Buckwheat469 on 05/30/2008 at 12:48 PM
32
Thank you for your comment, I was more or less just being facetious. I understand the differences in the packet design - where TCP/IP normally splits the data into manageable chunks, Bit Torrent does something similar but gets the information at random from various sources, then recombines the data when download is complete, and this system essentially splits the data, then compresses it (like an advanced zip), but groups similar chunks before compressing, then sends it to several nodes hoping that one has a good connection. While it may increase speed because the SPF packet will always get to the destination first, and compression will also increase speed, I believe that it will increase network traffic due to the duplication of like packets.
Now, about the similarities to Bit Torrent:
- both get information from various sources
- both decode and combine the information when it has enough of it
- both transport information that can't really be "read" until enough of the information has been gathered.
This is a million foot overview, but for the armchair reader it's probably good enough. I would be happy to do more research and post my findings on the true differences, but I don't think TR would like a long post like that and I don't think the public would appreciate a compilation of information on a USA Today-style website.
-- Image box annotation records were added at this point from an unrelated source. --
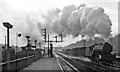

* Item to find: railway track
[57,52,119,72]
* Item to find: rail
[0,54,41,71]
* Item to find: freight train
[62,42,116,65]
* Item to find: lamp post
[3,22,13,70]
[26,36,30,65]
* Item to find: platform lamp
[3,22,13,70]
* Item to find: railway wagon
[71,47,86,56]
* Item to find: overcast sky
[0,0,118,46]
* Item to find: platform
[22,57,61,72]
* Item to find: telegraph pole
[3,22,13,70]
[48,34,49,57]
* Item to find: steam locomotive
[62,42,116,65]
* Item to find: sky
[0,0,118,46]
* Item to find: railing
[0,54,41,71]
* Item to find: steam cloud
[43,4,112,38]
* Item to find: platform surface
[23,57,60,71]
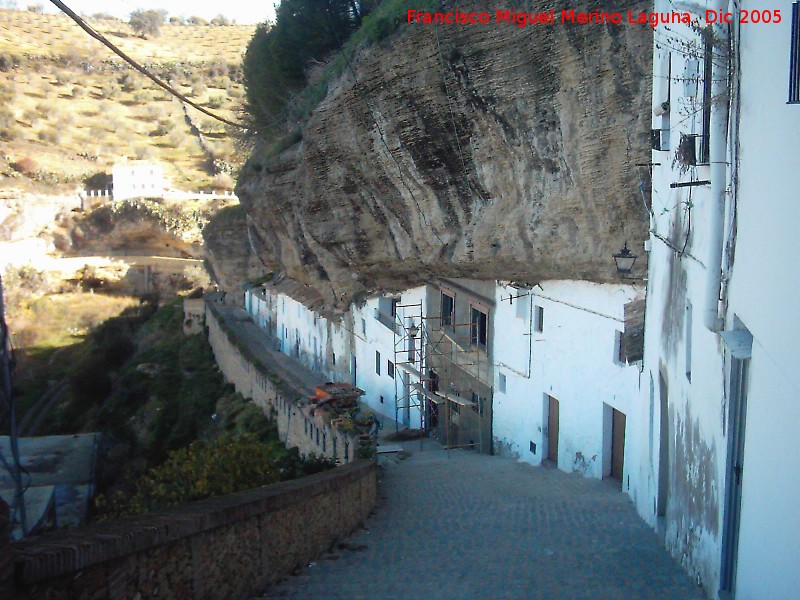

Again, I'm sorry if my facetious comment offended.
LarryH on 06/06/2008 at 9:33 AM
Senior Editor
7
But more important, with network coding, data is recombined at the nodes: that's the big innovation, and BitTorrent doesn't do anything of the kind. And as I understand it, that recombination is not compression. It's something like XOR, or another linear operation that's easy to decode.
Take a look at the "butterfly network" on that Wikipedia page. It shows two source nodes sending data to two destination nodes. Network coding makes throughput more efficient for both messages and both receivers.